Over the years we’ve seen a see-saw of YouTube branding - from everywhere to nowhere - sessions around web3, synthetic voice and AI, conversations about using ChatGPT to speed up ideation and show notes, and questions and various start-ups wanting feedback on the latest way to clip your show for socials.

This year, video was again very present, with high-end camera setups and polished visual production occupying some of the main spaces. But the conversation no longer feels as simple as “audio versus video”. It is much messier than that now.

It is audio plus clips. Long-form plus short-form. Podcast plus YouTube. Interview plus newsletter. Show plus social assets. Increasingly, everything is being pushed into one big creative content bucket.

I understand why. Audiences discover work in different places and brands want more from every recording. Platforms reward different formats and producers are expected to think about video, social, distribution, audience growth and monetisation almost from the start.

But I also think something gets lost when audio and video are treated as interchangeable outputs - because both are crafts.

Audio is not just what you make when you do not have cameras. Video is not just a promotional wrapper for the “real” podcast. They ask different things of the producer, the editor, the host and the audience.
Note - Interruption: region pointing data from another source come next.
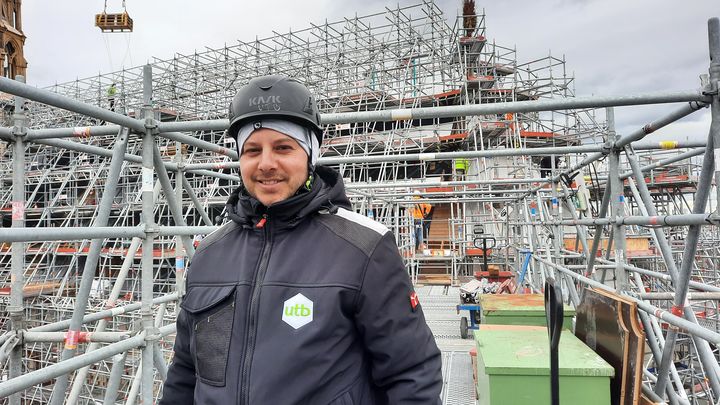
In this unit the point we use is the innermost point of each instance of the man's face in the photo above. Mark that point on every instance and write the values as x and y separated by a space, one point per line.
273 166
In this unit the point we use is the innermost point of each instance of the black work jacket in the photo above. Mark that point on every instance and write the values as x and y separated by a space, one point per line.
304 302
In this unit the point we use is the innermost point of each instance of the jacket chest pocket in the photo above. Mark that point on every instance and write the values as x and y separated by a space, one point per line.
212 310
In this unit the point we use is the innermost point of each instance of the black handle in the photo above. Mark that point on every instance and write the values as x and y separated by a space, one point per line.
554 315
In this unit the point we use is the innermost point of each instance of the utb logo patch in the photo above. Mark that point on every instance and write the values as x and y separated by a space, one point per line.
298 311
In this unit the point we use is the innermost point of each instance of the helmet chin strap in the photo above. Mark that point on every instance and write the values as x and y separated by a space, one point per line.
311 177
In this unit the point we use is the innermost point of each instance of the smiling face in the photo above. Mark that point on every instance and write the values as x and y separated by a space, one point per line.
273 166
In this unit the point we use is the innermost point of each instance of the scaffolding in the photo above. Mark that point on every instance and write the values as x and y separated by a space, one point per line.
95 232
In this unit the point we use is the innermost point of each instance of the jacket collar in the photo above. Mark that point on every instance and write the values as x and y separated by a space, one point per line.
326 192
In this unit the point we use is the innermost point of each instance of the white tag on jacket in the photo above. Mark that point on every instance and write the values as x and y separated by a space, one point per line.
298 311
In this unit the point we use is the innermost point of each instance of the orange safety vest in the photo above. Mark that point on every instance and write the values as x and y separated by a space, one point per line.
420 211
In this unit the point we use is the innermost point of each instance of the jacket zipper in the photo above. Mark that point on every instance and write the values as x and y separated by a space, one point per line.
253 312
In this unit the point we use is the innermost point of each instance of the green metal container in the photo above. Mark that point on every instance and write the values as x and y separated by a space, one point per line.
513 368
519 309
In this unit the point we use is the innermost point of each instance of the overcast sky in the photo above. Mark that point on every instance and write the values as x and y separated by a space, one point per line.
612 47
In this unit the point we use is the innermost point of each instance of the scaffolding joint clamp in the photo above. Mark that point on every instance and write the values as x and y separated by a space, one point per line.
608 147
152 125
19 131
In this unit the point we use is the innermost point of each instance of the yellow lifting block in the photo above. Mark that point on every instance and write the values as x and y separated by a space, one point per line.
120 22
669 144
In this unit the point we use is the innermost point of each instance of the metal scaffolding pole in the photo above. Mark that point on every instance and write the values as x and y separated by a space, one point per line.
16 308
101 220
618 207
148 146
681 305
714 71
171 199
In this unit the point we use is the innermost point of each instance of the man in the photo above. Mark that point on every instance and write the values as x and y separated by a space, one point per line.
112 92
297 300
421 221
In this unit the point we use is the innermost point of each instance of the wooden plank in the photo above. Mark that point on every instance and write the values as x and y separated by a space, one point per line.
598 325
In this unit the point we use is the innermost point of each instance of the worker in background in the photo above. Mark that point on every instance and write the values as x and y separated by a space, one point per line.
421 221
461 167
297 299
112 92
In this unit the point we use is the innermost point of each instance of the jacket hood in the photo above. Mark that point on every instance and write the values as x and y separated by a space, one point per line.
326 193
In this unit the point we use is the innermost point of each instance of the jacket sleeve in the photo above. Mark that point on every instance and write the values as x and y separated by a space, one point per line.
179 386
406 362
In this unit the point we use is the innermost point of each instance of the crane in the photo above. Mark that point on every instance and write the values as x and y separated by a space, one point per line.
112 22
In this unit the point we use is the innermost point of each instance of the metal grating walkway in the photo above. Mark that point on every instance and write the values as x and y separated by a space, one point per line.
438 304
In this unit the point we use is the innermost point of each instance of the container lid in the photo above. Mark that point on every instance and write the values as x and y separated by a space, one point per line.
517 305
524 350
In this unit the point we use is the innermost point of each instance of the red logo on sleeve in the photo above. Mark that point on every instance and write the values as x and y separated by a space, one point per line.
414 301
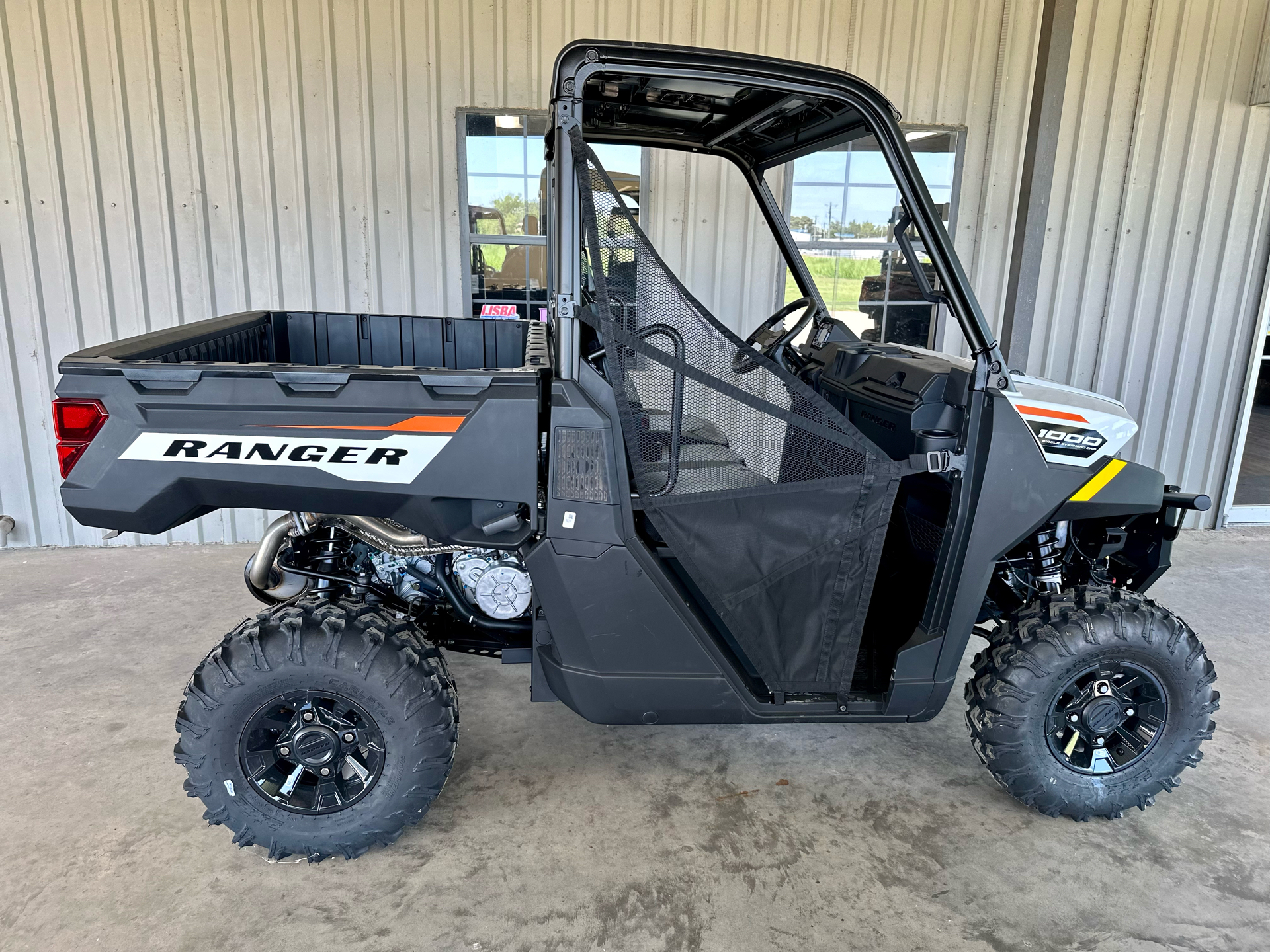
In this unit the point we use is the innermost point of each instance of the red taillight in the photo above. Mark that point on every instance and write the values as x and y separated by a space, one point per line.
75 422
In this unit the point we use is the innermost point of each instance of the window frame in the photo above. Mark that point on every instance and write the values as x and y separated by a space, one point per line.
466 239
939 323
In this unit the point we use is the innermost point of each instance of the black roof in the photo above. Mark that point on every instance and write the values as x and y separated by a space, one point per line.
762 111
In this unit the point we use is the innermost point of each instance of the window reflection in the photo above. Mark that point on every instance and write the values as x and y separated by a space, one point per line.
842 210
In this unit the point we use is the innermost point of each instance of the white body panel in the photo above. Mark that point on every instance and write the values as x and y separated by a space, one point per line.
1072 427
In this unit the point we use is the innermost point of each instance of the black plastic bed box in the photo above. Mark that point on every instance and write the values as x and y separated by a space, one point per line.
328 339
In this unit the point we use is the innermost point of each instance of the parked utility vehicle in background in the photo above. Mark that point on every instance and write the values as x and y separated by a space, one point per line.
669 524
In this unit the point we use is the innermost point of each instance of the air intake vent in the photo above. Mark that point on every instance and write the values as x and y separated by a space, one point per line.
581 466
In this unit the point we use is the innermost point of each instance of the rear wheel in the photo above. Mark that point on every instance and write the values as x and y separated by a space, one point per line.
319 729
1091 702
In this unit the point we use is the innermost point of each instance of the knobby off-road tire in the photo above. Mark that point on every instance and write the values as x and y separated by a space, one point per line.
1034 655
355 651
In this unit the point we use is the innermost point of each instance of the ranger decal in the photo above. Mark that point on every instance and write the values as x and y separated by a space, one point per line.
394 459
As an audio first editor I will never stop talking about how a pause can tell you something, a breath can change the meaning of a sentence. A tiny shift in tone can reveal uncertainty, warmth, humour or tension. The right edit can bring a listener closer to a person, not because they can see their face, but because they are properly listening.

And as podcasting becomes more commercially mature, more platform-led and more visually driven, I hope we keep making space for that craft too.

Maybe the show has grown up

For years, I have come away from The Podcast Show with a slightly nagging feeling that something was missing, but this year I did not feel that.

Not because every part of the show worked equally well (no industry event can do that). But because the purpose of the event felt clearer.

If I’m honest, the biggest shift for me this year was not just in the show, it was in how I showed up.

I went in prepared. I knew what I wanted. I made the most of the room I was in and I left feeling that, after five years, The Podcast Show had finally given me something useful - because I knew what I was there to find.

Industry events are busy, imperfect, expensive, occasionally frustrating spaces full of people trying to work out what comes next. What I learnt this year was that knowing why you are there, gives you a much better chance of finding the conversations that matter.